Mezzanine buyers point out that the problems of companies like Altice, Intrum and Ardagh are idiosyncratic situations rather than signs of heightened risk in any sectors of the economy.

“We could see more volatility going forward,” says David Altenhofen, head of investments at Accunia. “We will probably see higher default rates and lower recoveries, especially in the loan space, but unless we see some kind of systematic shock, the CLO market should keep functioning fine.”

He adds that CLOs also proved themselves during the liability-driven investments crisis in 2022, when the UK mini budget of then-prime minister Liz Truss caused pension schemes to scramble for cash.

According to Altenhofen, “when push came to shove, institutions sold CLOs, not ABS or CMBs or whatever they had on their books, because CLOs were the most liquid assets within the alternative bucket.”

Charleston at TwentyFour says he does not see any “glaring problems” awaiting the CLO market in the second half of the year, although he is “slightly concerned” about increasing leverage.

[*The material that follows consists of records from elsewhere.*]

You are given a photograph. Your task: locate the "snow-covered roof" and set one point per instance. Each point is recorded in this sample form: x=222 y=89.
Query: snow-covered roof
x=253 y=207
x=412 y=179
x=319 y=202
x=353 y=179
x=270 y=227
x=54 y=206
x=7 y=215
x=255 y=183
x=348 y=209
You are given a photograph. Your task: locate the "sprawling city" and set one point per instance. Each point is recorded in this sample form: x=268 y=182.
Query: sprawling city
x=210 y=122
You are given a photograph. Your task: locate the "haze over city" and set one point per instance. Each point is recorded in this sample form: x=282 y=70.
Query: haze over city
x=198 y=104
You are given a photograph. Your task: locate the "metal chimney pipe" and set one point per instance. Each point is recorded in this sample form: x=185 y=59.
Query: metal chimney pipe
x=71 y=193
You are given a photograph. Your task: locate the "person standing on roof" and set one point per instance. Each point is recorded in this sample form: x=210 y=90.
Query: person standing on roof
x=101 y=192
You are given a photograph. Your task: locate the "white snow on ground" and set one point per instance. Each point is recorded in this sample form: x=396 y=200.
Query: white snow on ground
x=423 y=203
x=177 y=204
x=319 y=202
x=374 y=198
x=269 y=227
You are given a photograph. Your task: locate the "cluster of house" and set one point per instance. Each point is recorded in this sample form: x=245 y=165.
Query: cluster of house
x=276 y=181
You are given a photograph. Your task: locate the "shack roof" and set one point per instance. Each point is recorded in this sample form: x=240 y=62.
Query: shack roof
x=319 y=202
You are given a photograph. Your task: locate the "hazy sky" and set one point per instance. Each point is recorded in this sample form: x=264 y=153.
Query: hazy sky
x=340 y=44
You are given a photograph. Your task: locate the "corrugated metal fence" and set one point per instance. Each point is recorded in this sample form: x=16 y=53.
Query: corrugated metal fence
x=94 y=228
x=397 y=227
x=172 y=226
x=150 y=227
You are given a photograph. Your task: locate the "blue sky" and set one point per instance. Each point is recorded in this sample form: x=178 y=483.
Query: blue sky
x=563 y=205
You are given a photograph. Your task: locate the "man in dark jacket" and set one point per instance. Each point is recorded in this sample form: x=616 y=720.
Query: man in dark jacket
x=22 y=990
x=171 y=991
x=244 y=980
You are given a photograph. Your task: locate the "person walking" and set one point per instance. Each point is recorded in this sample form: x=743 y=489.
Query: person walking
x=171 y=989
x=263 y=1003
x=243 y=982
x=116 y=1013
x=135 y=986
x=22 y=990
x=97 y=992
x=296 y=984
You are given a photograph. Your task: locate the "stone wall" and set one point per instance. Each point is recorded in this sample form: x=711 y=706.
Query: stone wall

Par subordination is varied between CLOs at the moment, and most in the market agree that the backdrop is weakening, even if they have different views on speed and severity.

Considering the strong spread performance this year, a correction seems likely, particularly in mezzanine bonds, he says, adding: “If one of the rating agencies comes out and changes its general assumptions, for example, there is a potential for a wave of downgrades.”